• ingilizceye the square, türkçeye meydan olarak çevrilmiş jehane noujaim imzalı güzel bir belgesel. tahrir meydanında çekilmiş gerçek görüntüler ve kronolojik bir direniş anlatısı.

    izleyince taksim direnişini izliyormuş gibi olabilirsiniz. hatta bazı yerlerinde biz hiç bir şey yapmamışız diyebilirsiniz. fitaş cinemaximum'da gösterimde şu an. sonundaki iki şarkı bile izlemek için yeterli sebep. mısır'da, kadın bir yönetmenin elinden, böyle bir eser. imrenmemek elde değil.

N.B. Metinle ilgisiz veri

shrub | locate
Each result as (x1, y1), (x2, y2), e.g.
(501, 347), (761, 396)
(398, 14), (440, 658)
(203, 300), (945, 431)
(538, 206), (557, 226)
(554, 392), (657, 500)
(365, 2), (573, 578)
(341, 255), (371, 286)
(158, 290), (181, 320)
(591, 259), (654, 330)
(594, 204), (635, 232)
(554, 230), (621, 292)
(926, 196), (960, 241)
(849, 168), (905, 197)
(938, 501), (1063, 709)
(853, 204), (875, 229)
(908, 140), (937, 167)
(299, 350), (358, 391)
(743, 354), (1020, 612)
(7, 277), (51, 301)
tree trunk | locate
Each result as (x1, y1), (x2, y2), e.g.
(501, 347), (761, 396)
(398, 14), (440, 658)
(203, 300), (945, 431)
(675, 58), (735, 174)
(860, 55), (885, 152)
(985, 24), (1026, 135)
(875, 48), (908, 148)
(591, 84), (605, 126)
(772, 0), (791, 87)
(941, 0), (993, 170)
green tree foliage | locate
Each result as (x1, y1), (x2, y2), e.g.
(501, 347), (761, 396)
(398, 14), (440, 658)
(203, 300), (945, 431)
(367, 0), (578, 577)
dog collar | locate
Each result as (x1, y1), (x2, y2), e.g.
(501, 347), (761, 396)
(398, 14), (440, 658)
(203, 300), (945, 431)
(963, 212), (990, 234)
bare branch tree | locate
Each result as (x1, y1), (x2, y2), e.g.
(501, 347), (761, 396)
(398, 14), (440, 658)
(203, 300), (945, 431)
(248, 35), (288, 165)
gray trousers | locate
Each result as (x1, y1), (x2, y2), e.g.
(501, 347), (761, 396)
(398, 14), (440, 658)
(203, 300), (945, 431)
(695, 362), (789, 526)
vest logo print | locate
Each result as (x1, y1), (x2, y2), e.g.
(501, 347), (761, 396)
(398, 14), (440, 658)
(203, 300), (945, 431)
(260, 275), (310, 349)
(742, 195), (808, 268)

    http://www.imdb.com/…/tt2486682/?ref_=nm_flmg_cin_1

    sonundaki şarkı için;
    https://www.youtube.com/watch?v=umljjfvgyvi
  • mutlaka izlenmesi gereken bir belgesel.

    gezi'de bulunduysanız hele, o "his"si çok iyi anlayacaksınız.

    müslüman kardeşler'in dahlini ve 3 yılda yaşananları gayet açık bir şekilde anlatmış. devrimci müslümanlar harici bizim 'meydan'ımız değilse de 'park'ımıza burun sokan müslüman falan olmamasına sevindim izlerken şahsen.. o devrimimizi ele geçirdiler hissinin ne kadar boğucu olmuş olabileceğini düşünüyorum da, yine biz şanslıyız.

    berbat bir günün sonunda izledim filmi ve gerçekten bayıldım, nasıl iyi geldi anlatamam.
    "lider değil vicdan peşindeyiz" repliği ve hele sonundaki şarkı cidden çok etkileyici.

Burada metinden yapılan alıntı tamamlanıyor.